Again, I understand issues can happen and sometimes things don’t go as planned.  The greater failure was in communication, not the service itself.

Furthermore, before I signed up, SpitwSpots should have told me that they don’t currently have capacity to bring me on as a customer.  That would have been reasonable and shown me that they are interested in the integrity of their network and reputation.

Network congestion issues don’t “all of a sudden” happen.  They can be predicted and good network companies work hard to make sure that doesn’t happen.  Even if it comes at the cost of not bringing on a new customer.

Instead, it appears SpitwSpots is interested in building a revenue stream at the expense of customer satisfaction.

At the end of the day, even if they had fixed the issues, my confidence in their ability to resolve severe technical issues quickly was undermined.  As was any confidence in their customer support.  If they were willing to let things get as bad as they did once, they’d do it again and again.

Another In The Long Line Of Disappointing Alaskan ISP’s

The internet service that SpitwSpots delivered me wasn’t a “great” experience.

It cost me several hundred dollars of my hard earned money just to find out their advertised services aren’t even close to being “as-advertised.”

In a lot of ways, I was intentionally and purposefully deceived.  I was told one thing and delivered another.

I thought I was getting into a “good company” with “open internet practices” and come to find out, that’s all just bullshit.

The truth is, though, I do want them to be successful.  I’d like to be able to recommend them, but honestly, I really can’t.  I can’t confidently tell you that you won’t have a terrible customer experience with them.

If the question is “would I recommend them?”  It’s complicated.

  • If you can get GCI service?  Definitely no.
  • If you can get Mountain Beam service, no, I wouldn’t.
  • If you’re on 1mbit ACS DSL and can’t get Mountain Beam?  Yes.
  • If you’re on 15-25mbit ACS DSL?  No.
  • If you can get Starlink and are OK with a self-install, variable speeds and intermittent disconnects?  Tough call.

Maybe SpitwSpots can get their act together and improve things.

From my conversations with them, they seem to be really struggling to figure out what’s going on.  It appears they have severe difficulties with remotely supporting a network, hundreds of miles away from their home base.
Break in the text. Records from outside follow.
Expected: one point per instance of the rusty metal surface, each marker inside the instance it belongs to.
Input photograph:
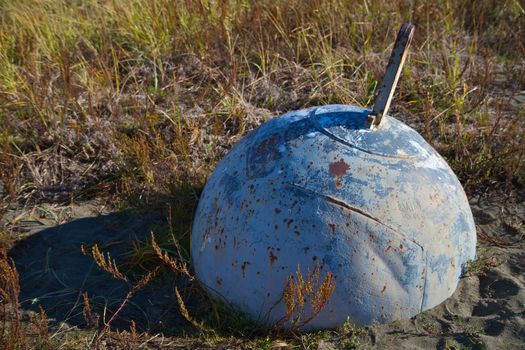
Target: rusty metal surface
(379, 208)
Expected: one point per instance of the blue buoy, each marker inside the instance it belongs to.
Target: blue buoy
(344, 189)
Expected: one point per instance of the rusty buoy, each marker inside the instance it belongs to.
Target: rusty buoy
(344, 189)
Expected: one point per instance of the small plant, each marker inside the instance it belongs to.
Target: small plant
(351, 335)
(306, 296)
(15, 332)
(106, 263)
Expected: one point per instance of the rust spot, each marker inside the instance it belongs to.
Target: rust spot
(339, 168)
(243, 267)
(272, 257)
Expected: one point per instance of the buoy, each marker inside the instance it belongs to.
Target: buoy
(344, 191)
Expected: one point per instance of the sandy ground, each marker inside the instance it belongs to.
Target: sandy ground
(487, 311)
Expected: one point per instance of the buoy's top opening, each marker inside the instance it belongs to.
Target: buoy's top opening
(349, 126)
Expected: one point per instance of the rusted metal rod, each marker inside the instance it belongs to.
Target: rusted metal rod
(393, 71)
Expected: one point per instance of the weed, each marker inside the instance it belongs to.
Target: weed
(306, 296)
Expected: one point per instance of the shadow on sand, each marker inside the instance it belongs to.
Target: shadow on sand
(54, 273)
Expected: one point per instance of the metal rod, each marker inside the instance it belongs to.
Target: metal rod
(393, 71)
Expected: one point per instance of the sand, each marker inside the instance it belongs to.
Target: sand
(486, 311)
Support has no clue what engineering is up to and it appears management isn’t at all concerned about tarnishing their reputation.

I was impressed by their network topology, but it clearly doesn’t translate to capabilities or performance.  It appears their business plans and engineering plans are not at all in sync.

Overall, I’m not going to tell you not to use them.  They might work well for you.  My review is designed to inform you of what a customer experience looks like when things don’t go as planned.

Final Update:  Yup, They Don’t Care

In the interests of trying to improve Alaska’s internet, I decided to file an informal complaint against SpitwSpots with the FCC regarding my experience with them.

I want to make sure my voice is heard, especially as it might influence things like Federal funding and internet availability perceptions.  I also believe that internet companies need to be held to their advertised capabilities.

In no other business would it be acceptable to substitute an inferior product for a supposed high grade one.  These issues are notorious across the industry and we shouldn’t be settling for it.

Also, in 2023, internet companies shouldn’t be providing extremely poor, single digit megabit experiences.

These complaints are “supposed” to be responded to by the provider.  Perhaps as expected, I never received an informal reply to my complaint with the FCC.

Perhaps they’re too busy.  But, it really shows they just don’t care.

I will update this post if anything further comes from the complaint.